# NAP QuikTune 360 vs. Whisker Biscuit?



## joaxe (Sep 7, 2006)

Archery Peeps,

I was looking at the NAP QuikTune 360 (new version) as compared to the Whisker Biscuit QS (B2 generation).

Can anyone offer pros and cons between the two rests?

P.S. Let's keep the "flames" to a minimum...:wink: 

Joe


----------



## 98Redline (May 20, 2003)

Go with the biscuit.

I tried the QT 360 about a year ago and never could get that thing to shoot worth a darn. I seemed that regardless of how I set the rest or tuned the bow I could never get decent arrow flight. Every other rest in my box would shoot just fine, but I could never get the 360 to work.

The arrow always seemed to act as if the support was too stiff.

While I don't shoot one (my preference is for drop away rests) I think the Biscuit is one of the finest and simplest rests made.

The other alternatave that you might check out is the Catwaba (recently acquired by Bowtech)
http://www.catawbaarchery.com/products.as


----------



## redryder66 (Jun 4, 2005)

I'd go with the WB. I've used them for years on my hunting bows, with no complaints. They can be tough on thin vanes, but if you use something stout like Blazers, you'll be all set.

I tried the NAP 360 briefly, but could not get it to tune. If you use small diameter carbon arrows the base of your vanes will hit the support blade unless you trim the width of the support some. If you use a helical fletch on a small diameter arrow, it gets real tricky. 

The WB is back on my hunting bow now.


----------



## joaxe (Sep 7, 2006)

98Redline and Redryder66,

Hey, can I get a response from the "Blue Men"...?!?!?!

 

Just kidding! Thanks for your insight. I already have the Biscuit. I've got some Blazers on order (should be here today or tomorrow).
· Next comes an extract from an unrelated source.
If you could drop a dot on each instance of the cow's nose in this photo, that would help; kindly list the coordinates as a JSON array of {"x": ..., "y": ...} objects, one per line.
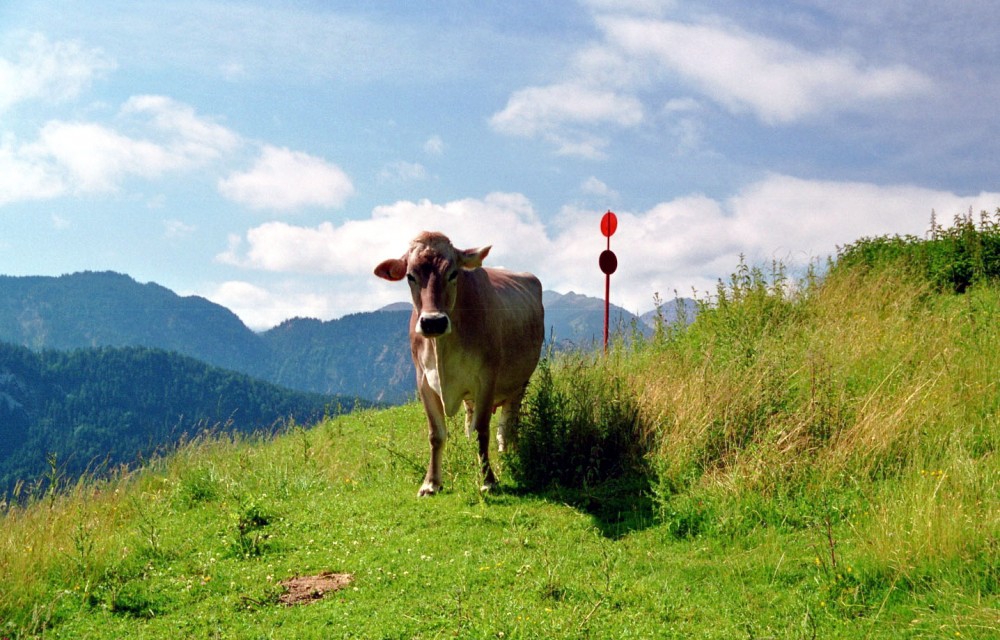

I'll re-fletch some arrows with the Blazers and try the Biscuit again.

For what its worth...the Biscuit shot great for me while hunting (whacked a deer through both lungs and the heart from about 23 yards) but it is exhibiting tuning problems when paper tuning to get everything perfect. I'm thinking its due to a bit of fletching contact.

Well, I'll see how the Blazers work out. Of course, if someone wants to lend (or give) me a QuikTune 360...I'll try it!  

Joe


----------